OSArch Community

Designing a new window / door generator

  1. M

    The current parametric window / door is based on the specifications provided by IFC (commonly known as the "Standard Case"). This standard is nice, but I sometimes wonder if it's actually been properly audited by someone who works as a door / window manufacturer or architect who does door / window schedules / details :)

    I think it's now time for Bonsai / IfcOpenShell to be opinionated and offer a new door / window generator using our own rules informed by users to overcome the limitations of the standard case. Ping @yorik who has tackled this many times already in FreeCAD. See https://github.com/IfcOpenShell/IfcOpenShell/issues/3537 and https://github.com/buildingSMART/IFC4.3.x-development/issues/673 and https://github.com/IfcOpenShell/IfcOpenShell/issues/4206 for existing efforts. There are more efforts already but I can't find the link now, and please check out FreeCAD's amazing work too.

    What I'm hoping for:

    1. This will be a door/window generator that can be used purely in the IfcOpenShell API as something we offer. This means FreeCAD can benefit from it too, as well as people who want to generate doors but are dissatisfied (as some of us are) with the standard case. This is not mutually exclusive with other "geometry generation" methods. Just because we offer this doesn't mean we stop offering other methods too.

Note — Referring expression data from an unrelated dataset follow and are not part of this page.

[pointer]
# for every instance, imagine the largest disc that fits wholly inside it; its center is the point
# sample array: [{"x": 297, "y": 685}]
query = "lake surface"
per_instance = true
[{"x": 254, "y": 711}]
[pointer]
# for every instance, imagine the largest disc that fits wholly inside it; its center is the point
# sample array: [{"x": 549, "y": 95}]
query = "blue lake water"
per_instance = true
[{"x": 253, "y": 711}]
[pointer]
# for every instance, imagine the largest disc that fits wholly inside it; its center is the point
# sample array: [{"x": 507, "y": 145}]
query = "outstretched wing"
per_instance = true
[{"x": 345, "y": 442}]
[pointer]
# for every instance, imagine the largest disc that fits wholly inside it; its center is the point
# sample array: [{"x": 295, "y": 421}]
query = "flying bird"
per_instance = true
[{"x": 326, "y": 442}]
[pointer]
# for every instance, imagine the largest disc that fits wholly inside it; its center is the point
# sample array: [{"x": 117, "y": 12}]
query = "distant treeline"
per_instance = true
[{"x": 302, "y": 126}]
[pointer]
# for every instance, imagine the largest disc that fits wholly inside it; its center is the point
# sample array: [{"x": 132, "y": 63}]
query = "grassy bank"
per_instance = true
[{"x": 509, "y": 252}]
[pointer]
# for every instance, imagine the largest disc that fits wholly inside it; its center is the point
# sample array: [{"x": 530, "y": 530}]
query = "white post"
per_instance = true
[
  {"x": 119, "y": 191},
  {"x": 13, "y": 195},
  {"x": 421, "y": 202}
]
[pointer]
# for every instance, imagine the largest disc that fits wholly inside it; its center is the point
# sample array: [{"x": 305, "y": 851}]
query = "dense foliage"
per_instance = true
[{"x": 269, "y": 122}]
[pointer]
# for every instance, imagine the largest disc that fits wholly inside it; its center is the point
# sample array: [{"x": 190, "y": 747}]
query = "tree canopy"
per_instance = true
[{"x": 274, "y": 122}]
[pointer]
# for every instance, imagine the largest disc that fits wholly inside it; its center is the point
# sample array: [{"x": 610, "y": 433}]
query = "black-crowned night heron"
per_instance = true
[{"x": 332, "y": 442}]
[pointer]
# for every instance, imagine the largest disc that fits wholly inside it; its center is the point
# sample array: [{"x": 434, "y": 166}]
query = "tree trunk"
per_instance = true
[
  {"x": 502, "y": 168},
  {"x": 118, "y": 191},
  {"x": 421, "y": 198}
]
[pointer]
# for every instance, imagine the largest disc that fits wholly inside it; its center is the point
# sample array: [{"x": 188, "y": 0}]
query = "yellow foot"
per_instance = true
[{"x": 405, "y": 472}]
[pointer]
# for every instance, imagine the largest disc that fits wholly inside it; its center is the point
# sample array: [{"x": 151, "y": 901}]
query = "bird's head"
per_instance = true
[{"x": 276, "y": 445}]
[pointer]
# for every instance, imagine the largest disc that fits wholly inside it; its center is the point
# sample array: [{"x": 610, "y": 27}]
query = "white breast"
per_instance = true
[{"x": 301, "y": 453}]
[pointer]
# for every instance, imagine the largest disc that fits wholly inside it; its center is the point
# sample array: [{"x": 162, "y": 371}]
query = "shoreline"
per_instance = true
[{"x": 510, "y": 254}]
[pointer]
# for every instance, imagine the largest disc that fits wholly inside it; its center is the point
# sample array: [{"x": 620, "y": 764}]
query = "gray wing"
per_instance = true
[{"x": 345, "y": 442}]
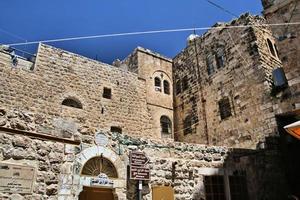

    2. Doors and windows are similar, and sometimes are combined in real life. FreeCAD actually does treat them as one tool, and I think this is a good idea unless @yorik tells me it was all a big mistakes :) It would be nice to have a macro "cell-based" approach like suggested in 4206, where each (potentially merged) cell either holds a window or a door, etc. Similarly terminology should be shared.

    3. You can either generate a profile extrusion (e.g. for framing) using text/numeric parameterics (e.g. single or double rebate, rebate depth, etc), or by specifying a profile. There must be a logic behind the axis alignment of the cross sectional profile.

    Things I hope for:

    1. I don't like one monster "100 parameters for every possibility". I prefer highly opinionated "Wood frame door" vs "Metal frame door" that has less parameters but tailored for that typical geometry. See for example how we currently do stairs and railings. This may mean there is a "wood generator" or a "metal generator" or a "single door" generator that behaves very differently to a "double door generator" etc. It's simpler to explain and debug.

    2. I'd very much like to also see sliding doors and roller doors be added to our repetoire. Can't do non-residential without them.

    3. Apart from specifying a cross sectional profile extruded along an axis, I don't think we should support other geometry as an input. This obviously places limits (no circular hobbit doors for you!) but that's cool, later on other tools and workflows can be built.

    In order to implement this, I'm hoping for some consensus behind everybody who's ever brainstormed this in the past, and some very nice clear diagrams of parameters that can later be used as documentation.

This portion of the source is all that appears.